Creating distinctive advert codecs can also be an efficient option to deliver publishers distinctive demand from advertisers trying to purchase these codecs, mentioned Emry Downinghall, SVP of programmatic income and technique at Unwind Media. He pointed to TripleLift’s specialization in native advert placements and Kargo’s proprietary cell advert codecs as choices which have set them aside.

Promote-side content material curation – the observe of making use of concentrating on information inside SSPs to package deal advert stock throughout publishers into non-public marketplaces (PMPs) particularly tailor-made to the advertiser’s wants – may also make a writer’s stock extra engaging to patrons and enhance demand, Downinghall mentioned.

And SSPs can broaden their market share by specializing in the place demand is highest, like CTV. For instance, Cadent determined to amass EMX’s SSP tech to enhance its end-to-end platform’s CTV capabilities and its sell-side curation tech.

One of these tech innovation is far more worthwhile for SSPs than pursuing SPO offers like direct partnerships with patrons, mentioned Drew Stein, CEO at Audigent.

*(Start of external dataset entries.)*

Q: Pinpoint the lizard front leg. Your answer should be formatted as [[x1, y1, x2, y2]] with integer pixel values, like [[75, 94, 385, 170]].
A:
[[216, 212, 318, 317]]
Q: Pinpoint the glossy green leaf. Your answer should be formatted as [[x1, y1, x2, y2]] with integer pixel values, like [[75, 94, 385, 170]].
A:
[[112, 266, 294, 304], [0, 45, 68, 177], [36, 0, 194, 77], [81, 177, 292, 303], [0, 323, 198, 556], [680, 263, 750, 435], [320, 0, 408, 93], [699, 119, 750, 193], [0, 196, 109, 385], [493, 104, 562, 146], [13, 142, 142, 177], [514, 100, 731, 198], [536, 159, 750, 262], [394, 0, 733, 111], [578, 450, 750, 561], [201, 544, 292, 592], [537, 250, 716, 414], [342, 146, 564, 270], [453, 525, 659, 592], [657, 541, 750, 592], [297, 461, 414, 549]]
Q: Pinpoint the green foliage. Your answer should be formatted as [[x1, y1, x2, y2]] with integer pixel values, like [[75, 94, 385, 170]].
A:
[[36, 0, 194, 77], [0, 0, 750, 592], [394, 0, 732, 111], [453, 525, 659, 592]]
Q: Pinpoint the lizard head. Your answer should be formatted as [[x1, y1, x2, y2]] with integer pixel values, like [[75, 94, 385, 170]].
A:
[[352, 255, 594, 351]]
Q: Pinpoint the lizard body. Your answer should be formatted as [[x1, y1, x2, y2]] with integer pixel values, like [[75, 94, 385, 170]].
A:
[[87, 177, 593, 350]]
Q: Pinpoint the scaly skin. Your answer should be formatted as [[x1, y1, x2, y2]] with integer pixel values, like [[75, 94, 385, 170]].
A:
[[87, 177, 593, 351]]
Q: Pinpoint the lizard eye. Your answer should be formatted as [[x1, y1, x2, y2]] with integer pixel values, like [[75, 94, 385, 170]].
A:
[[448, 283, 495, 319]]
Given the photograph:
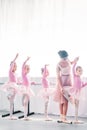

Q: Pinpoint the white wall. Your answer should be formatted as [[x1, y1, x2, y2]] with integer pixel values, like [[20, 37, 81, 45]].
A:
[[0, 0, 87, 77]]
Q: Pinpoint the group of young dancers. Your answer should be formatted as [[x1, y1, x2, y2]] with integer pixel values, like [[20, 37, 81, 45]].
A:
[[1, 50, 87, 123]]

“Whenever you don’t have expertise to distinguish your stock, the differentiator turns into value,” Stein mentioned. “And when you will have an ecosystem of opponents all pushing SPO offers, you’re going to have total downward stress on pricing.”

When SSPs get right into a race to the underside on pricing by solely pushing SPO, they find yourself commoditizing themselves, Stein added. “Those which might be balancing product innovation and value are those which might be profitable within the market proper now.”

However rethinking their very own pricing fashions is one other approach for SSPs to face out, Downinghall mentioned. He mentioned we would see extra SSPs contemplating software-as-a-service (SaaS) fashions and even 0% take charges for open market demand going ahead.